Ein Hund, der Sport betreibt, regelmäßig im Freien arbeitet oder einfach ein aktives Leben führt, ist einem Verschleiß und einer Verschmutzung ausgesetzt, die die Fellpflege berücksichtigen muss. Über die Ästhetik hinaus ist eine angepasste Pflege eine echte Gesundheitsvorsorgemaßnahme.
Die Ballen: die absolute Priorität
Wie in unserem Artikel über häufige Verletzungen bereits erwähnt, sind die Ballen die erste Kontaktzone mit dem Untergrund und einer der am stärksten beanspruchten Punkte bei einem aktiven Hund.

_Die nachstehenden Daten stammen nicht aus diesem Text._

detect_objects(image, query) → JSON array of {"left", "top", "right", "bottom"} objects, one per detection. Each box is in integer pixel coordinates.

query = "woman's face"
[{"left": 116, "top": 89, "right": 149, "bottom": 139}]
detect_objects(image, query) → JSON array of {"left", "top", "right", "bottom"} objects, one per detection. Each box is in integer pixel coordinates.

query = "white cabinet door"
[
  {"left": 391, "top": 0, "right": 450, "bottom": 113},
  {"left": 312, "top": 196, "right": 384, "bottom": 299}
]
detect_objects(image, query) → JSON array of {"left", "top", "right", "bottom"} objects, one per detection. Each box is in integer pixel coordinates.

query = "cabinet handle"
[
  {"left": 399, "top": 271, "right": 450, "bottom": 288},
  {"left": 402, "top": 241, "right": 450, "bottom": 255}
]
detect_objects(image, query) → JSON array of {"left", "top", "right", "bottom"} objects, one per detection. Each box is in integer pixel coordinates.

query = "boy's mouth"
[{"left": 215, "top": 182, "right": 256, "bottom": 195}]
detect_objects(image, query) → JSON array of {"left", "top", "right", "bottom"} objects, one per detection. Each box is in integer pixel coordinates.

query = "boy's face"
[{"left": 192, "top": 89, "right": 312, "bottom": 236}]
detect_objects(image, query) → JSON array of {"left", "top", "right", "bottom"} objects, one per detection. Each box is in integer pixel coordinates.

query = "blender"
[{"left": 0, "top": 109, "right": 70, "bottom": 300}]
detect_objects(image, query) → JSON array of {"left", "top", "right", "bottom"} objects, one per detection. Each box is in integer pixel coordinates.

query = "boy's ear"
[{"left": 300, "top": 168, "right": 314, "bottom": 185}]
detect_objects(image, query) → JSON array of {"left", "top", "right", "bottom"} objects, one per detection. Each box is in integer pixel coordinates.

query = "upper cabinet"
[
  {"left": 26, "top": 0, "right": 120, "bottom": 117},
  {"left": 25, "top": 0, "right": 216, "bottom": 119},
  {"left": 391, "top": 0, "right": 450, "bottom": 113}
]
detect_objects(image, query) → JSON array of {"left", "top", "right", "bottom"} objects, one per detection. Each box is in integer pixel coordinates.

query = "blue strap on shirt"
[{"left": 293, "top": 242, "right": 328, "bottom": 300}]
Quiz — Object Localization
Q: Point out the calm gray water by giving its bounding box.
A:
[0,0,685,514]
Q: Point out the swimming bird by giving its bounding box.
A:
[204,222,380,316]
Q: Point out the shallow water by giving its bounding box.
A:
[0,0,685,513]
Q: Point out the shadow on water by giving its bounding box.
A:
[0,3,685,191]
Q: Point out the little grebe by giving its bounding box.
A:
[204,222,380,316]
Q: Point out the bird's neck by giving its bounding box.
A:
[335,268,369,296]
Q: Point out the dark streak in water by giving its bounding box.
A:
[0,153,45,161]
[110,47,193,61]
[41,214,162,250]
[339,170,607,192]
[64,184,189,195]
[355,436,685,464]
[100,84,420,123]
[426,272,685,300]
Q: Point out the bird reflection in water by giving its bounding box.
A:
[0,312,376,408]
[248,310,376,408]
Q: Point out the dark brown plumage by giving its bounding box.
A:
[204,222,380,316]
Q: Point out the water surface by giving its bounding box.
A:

Was regelmäßig zu überprüfen ist:
- Schnitte, Risse oder übermäßiger Verschleiß
- Vorhandensein von Fremdkörpern zwischen den Ballen (Grannen, Steine)
- Übermäßiger Haarwuchs zwischen den Ballen, der die Ansammlung von Schlamm und Eis im Winter begünstigt
Guter Reflex: eine systematische Sichtkontrolle nach jedem intensiven Ausflug, besonders auf aggressivem Gelände.
Die Ohren: eine genau zu überwachende Zone
Bei aktiven Hunden, die schwimmen, in der Natur laufen oder Hängeohren haben, steigt das Risiko von Ohrenentzündungen deutlich an.
Warnzeichen: übermäßiges Kratzen, wiederholtes Kopfschütteln, ungewöhnlicher Geruch, Rötung des Gehörgangs.
Vorbeugende Pflege: regelmäßige Reinigung mit einem geeigneten Produkt (niemals ein Wattestäbchen tief einführen, das die Rückstände weiter nach innen schieben kann), sorgfältiges Trocknen nach jedem Bad.
Das Fell: mehr als nur eine Frage der Ästhetik
Regelmäßiges Bürsten entfernt abgestorbenes Haar, verhindert die Bildung von Knoten (besonders problematisch bei Hunden mit mittellangem oder langem Fell, die Outdoor-Sport betreiben) und ermöglicht die frühzeitige Erkennung eventueller Hautanomalien, Zecken oder Parasiten.
Empfohlene Häufigkeit: variabel je nach Rasse und Felltyp, aber ein sehr aktiver Outdoor-Hund profitiert im Allgemeinen von einer Kontrolle nach jedem Naturausflug, mindestens von einem gründlichen wöchentlichen Bürsten.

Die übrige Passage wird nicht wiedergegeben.